For a few years, I thought this was too ambitious, or too idyllic, and that it didn’t exist. I mean, I certainly had no experiences of this in my own family. Why did I think this would be possible? As I changed aspects of my own personality, through spiritual practice and emotional/personal development, I began to meet more and more kindred spirits like the ones I described above. Around 10 years ago, they would come into my life very subtly and very few far and between. As my growth and consciousness expanded, as I reduced chaos in my life, and as I woke up to different realities around me, the more of these wonderful people kept appearing. And lo and behold, I have found my own family and it’s exactly as my vision always pointed me towards. Through this kindred spirit family, I have been healing the core wounds acquired through my biological family. Sometimes it’s hard work, sometimes it feels hopeless, but most times, it feels inspiring, freeing, and above all, loving.
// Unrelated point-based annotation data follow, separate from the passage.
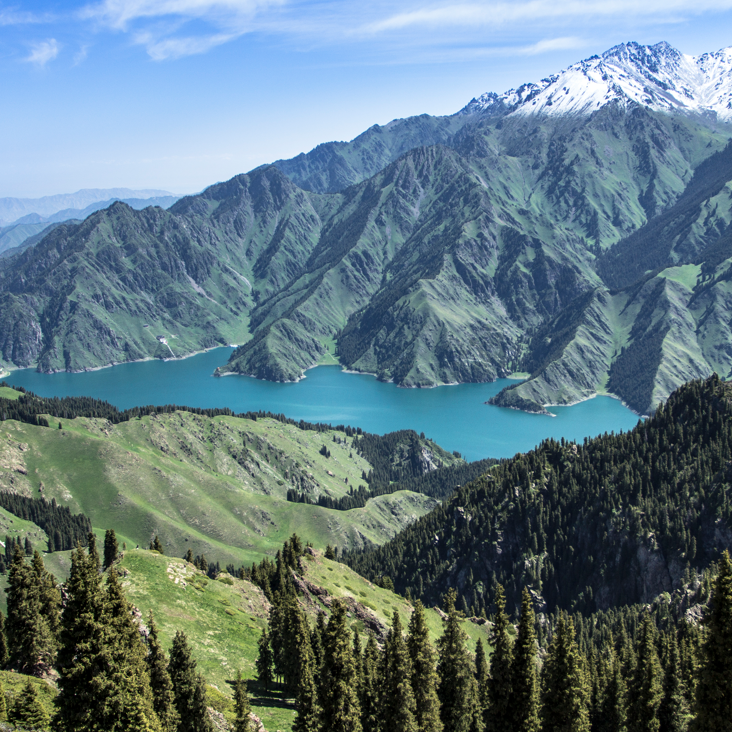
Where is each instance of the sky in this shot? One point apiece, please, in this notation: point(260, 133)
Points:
point(180, 94)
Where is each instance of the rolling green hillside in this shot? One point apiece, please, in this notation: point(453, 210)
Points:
point(215, 485)
point(466, 248)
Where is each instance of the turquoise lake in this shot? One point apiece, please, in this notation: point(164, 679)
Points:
point(456, 417)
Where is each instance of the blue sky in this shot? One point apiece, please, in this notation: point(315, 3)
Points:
point(179, 94)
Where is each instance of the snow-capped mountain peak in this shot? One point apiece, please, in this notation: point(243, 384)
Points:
point(658, 77)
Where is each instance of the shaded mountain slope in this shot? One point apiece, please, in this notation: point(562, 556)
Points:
point(613, 521)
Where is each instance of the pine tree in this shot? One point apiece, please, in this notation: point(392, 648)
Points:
point(264, 660)
point(189, 688)
point(714, 687)
point(424, 673)
point(3, 704)
point(340, 710)
point(611, 713)
point(673, 713)
point(397, 703)
point(457, 690)
point(31, 640)
point(564, 691)
point(242, 709)
point(369, 691)
point(81, 640)
point(498, 713)
point(160, 683)
point(3, 643)
point(28, 712)
point(308, 710)
point(524, 696)
point(111, 550)
point(646, 690)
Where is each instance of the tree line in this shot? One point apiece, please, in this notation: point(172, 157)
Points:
point(406, 685)
point(111, 677)
point(571, 520)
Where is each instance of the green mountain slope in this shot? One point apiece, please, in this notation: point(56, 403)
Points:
point(459, 261)
point(215, 485)
point(614, 521)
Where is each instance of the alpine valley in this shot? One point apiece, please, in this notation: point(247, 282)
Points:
point(577, 229)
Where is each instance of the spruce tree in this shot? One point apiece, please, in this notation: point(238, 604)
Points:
point(3, 704)
point(498, 712)
point(714, 687)
point(458, 689)
point(242, 709)
point(308, 710)
point(160, 683)
point(31, 640)
point(111, 550)
point(28, 712)
point(369, 691)
point(340, 709)
point(646, 689)
point(564, 691)
point(424, 673)
point(3, 643)
point(611, 713)
point(673, 714)
point(189, 688)
point(524, 696)
point(397, 703)
point(264, 660)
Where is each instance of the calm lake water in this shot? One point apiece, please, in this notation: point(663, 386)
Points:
point(456, 417)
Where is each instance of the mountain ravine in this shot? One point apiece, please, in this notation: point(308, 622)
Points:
point(577, 229)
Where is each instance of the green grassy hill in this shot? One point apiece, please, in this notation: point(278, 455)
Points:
point(215, 485)
point(223, 618)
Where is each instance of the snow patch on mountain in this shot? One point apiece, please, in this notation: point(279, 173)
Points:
point(658, 77)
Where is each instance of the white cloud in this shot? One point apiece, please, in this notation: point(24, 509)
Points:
point(43, 52)
point(155, 24)
point(501, 13)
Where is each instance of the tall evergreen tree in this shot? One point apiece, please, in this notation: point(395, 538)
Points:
point(242, 708)
point(424, 673)
point(340, 709)
point(498, 713)
point(111, 550)
point(3, 643)
point(714, 687)
point(28, 712)
point(369, 691)
point(674, 713)
point(524, 694)
point(458, 689)
point(397, 705)
point(160, 683)
point(611, 713)
point(264, 660)
point(3, 704)
point(189, 688)
point(646, 689)
point(564, 692)
point(31, 640)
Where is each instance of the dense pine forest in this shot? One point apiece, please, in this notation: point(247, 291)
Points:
point(617, 520)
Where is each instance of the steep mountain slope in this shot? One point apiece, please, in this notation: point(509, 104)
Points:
point(520, 242)
point(614, 521)
point(215, 485)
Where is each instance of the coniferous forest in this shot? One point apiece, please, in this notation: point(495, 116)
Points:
point(601, 570)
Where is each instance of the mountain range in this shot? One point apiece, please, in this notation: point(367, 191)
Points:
point(575, 230)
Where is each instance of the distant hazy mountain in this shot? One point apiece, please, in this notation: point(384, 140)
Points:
point(590, 248)
point(11, 209)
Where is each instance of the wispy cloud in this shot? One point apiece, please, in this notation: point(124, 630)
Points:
point(156, 24)
point(43, 52)
point(501, 13)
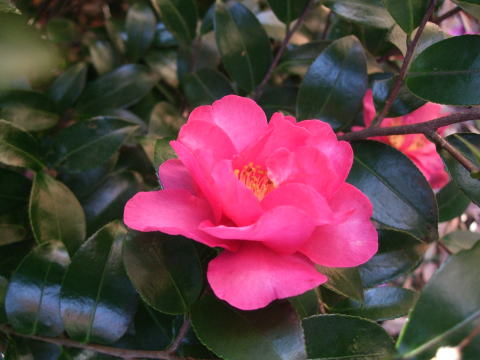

I suspect this experience may be similar to many other people’s experiences around the globe, particularly queer folk, who often grow up in families which don’t accept, understand, or even care for, them. A chosen family is often more powerful, because they represent the healing in relationships, self, and spirit which we all seek. In Kabbalah, we learn that the soul actually chooses the family in which it will be born in a specific lifetime, in order to resolve whatever karma it has from previous lives and overcome this correction. And so, actually, biological families are often the most complex relationships we will ever have, because they represent most aspects of what our souls are here to correct or work through. Talk about baggage!! Biological families are here to show us the way, but their role is not necessarily about being on the actual journey.
This is for the family that comes with me on the actual journey. I love you dearly.